Combined, the two companies manage more than $10 billion in laddered bond ETFs.
Advantages of Laddering
When it comes to fixed income, it’s usually better to invest through ETFs. Many don’t have the resources to achieve proper diversification through individual notes and increasing default risk could quickly damage any bond portfolio. Both S&P and Fitch have raised their high yield default forecasts for 2017 to the 5-6% range with the energy sector looking at default rates up to 20%. Increasing rate and default risks in fixed income mean many investors are better off leaving their bond portfolios in the hands of the pros.
Laddered ETFs can also serve investors with specific investment goals better than generic bond funds. Much like target-date funds, a bond ladder can produce a fixed income portfolio where specific maturity date risk can be minimized while the portfolio becomes more conservative as time passes. Whereas generic bond funds have average maturities that generally remain within a range, laddered bond ETFs provide a very specific target maturity that can help manage overall portfolio risk.
Disadvantages of Laddering
One of the downsides of laddered bond ETF strategies is that they require work. Money invested in a fund whose assets are maturing is not automatically rolled over into a fund with a longer maturity. As maturity approaches, cash proceeds remain invested in the fund until the ETF is liquidated altogether and proceeds distributed to shareholders. Investors need to actively oversee their portfolios in order to reinvest maturing funds or decide on another strategy altogether.
Costs can also be an issue with laddered bond funds. iShares corporate bond ETFs mostly have expense ratios of 0.10% while its muni bond funds are at around 0.18%. Guggenheim has higher expense ratios with its investment grade corporate funds around 0.24% and its high yield funds at 0.42%. Low interest rates on fixed income securities mean that any portfolio management fee can make a big difference. In the case of the Guggenheim BulletShares 2016 Corporate Bond ETF, its 30-day yield is just 0.62%. With an expense ratio of 0.24%, more than one-third of the fund’s yield is offset by fund expenses.
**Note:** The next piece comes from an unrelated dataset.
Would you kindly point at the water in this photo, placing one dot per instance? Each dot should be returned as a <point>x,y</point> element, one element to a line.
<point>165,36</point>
Daily volumes on these ETFs can also be very low adding to the fund’s costs via potentially high bid/ask spreads.
The bond laddering strategy is a sound one, but the costs of implementing such a strategy, especially on the short end of the curve, can negate much of the benefits. This is especially the case for the iShares muni bond ETFs. Its longest-term muni fund, the 2022 Muni Bond ETF, offers a yield of just over 1%. This means that nearly 20% of the fund’s yield is going towards expenses and, in case of the shorter maturity funds, sometimes much more.
iShares is the lower cost provider of the two, which probably makes it the better choice on the investment grade corporate bond front. Its 0.10% expense ratio is reasonable and is about as good as one can do for a passively managed fixed income fund. Despite higher expense ratios, the Guggenheim high yield ETFs may still make sense. From a cost and diversification standpoint, most investors will benefit from a fund manager constructing a junk bond portfolio in order to minimize default risks.
For less sophisticated investors, the additional portfolio oversight needed to successfully institute a laddered strategy may prove too daunting. Bond laddering may prove more appropriate for seasoned investors willing to actively manage their portfolios as long as costs don’t become counterproductive to the strategy.